A nod from Bailey indicated that Breakerfast was to proceed with the questioning in his place, and the patrolman immediately took the lead.

“Together you must have been a draw for the Circle.”

“Oh that we were, sir,” d’Rooksfield replied earnestly.

“Then you were close outside of work as well?”

“In our jobs it pays to be, for it is brotherhood above all else which we must foster so that our performance may be carried out in safety. If you cannot trust a man completely, sir, you wouldn’t let him dump you on your head five nights a week before a live crowd. So yes, I count myself among his confidants, though I will now happily tell you everything I can to become yours.”

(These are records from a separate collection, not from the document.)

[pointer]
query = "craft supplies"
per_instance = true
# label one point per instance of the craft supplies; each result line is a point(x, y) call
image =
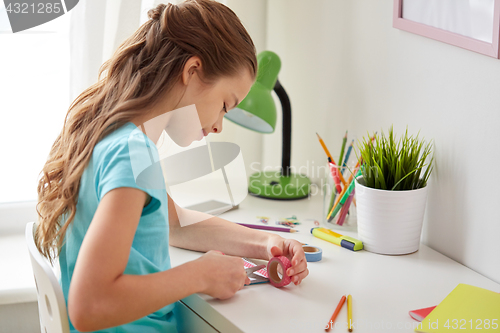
point(263, 219)
point(313, 253)
point(265, 227)
point(335, 313)
point(256, 275)
point(277, 278)
point(341, 158)
point(338, 239)
point(349, 313)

So began a very short interview in the little time they had before du Gale returned, but everything the wrestler had to say on the matter threw little light on the behavior of the giant. From his descriptions they gathered he was an aloof sort, though not particularly inclined to keep his opinions to himself; he fancied good drinks, was courteous to women and children, adored sweets and loathed the government. It is this last particular characteristic which Bailey latched onto.

“Was he an anarchist?”

“A patriot, sir,” replied d’Rooksfield, “true and true. But he had his own ideas of what it should mean to be a patriot, which he was always eager to share over the course of supper or a smoke under the stars.”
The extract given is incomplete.